The quality of your life in 10 years will be determined by the decisions you make today.

But most people make decisions emotionally, then rationalise them logically afterward.

That’s why the same smart people keep making the same bad choices.

Buffett, Munger, Dalio… they all have systematic approaches to decisions.

They don’t trust their gut on big calls.
They trust their process.

Bad decisions compound just like good ones.
The problem is you usually don’t notice until years later.

To help, I put together a framework to think through major decisions more clearly.

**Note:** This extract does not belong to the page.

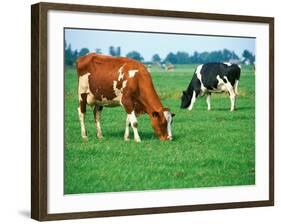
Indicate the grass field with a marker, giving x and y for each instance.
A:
(210, 148)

It works for capital allocation, hiring, partnerships, or anything where the stakes are high enough to warrant slowing down:

D – Define the decision
↳ Write it down in one clear sentence. “Should I invest?” is too vague.
“Should I allocate £50K to this acquisition given my 3-year timeline?” is better.

E – Eliminate emotion
↳ Separate what you WANT to be true from what IS true.
↳ Ask yourself what you’d advise a friend to do in the same situation.

C – Consider the costs
↳ Every choice has a price, and it’s not just financial.
↳ Time, energy, relationships, optionality. What are you giving up by choosing this?

I – Investigate the data
↳ Actively look for information that contradicts your hypothesis.
↳ Ask what would have to be true for this to be a bad decision.

S – Separate reversible from irreversible
↳ Jeff Bezos calls these 1-way and 2-way doors.
↳ Reversible decisions should be made quickly. Irreversible ones deserve more time.

I – Invite perspective
↳ Talk to someone who’s made this decision before.
↳ Better yet, talk to someone who will disagree with you.

O – Outline the outcomes
↳ Best case, base case, worst case.
If you can’t survive the worst case, don’t make the decision. Redesign it.

N – Name your assumptions
↳ Every decision is a bet on the future. List what has to remain true for your decision to work.
↳ If you’re relying on multiple low-confidence assumptions, reconsider.

S – Set a decision date
↳ Decide when you’ll decide.
↳ Analysis paralysis is just a decision to not decide. Set a deadline and honour it.

The goal isn’t to be right 100% of the time.

It’s to have a process that improves your odds and helps you learn from the ones that don’t work out.

Writing down your decisions also creates accountability.

You can look back in a year and see whether your reasoning held up or whether you were fooling yourself.

Having a system won’t guarantee good outcomes…
But it will guarantee better thinking.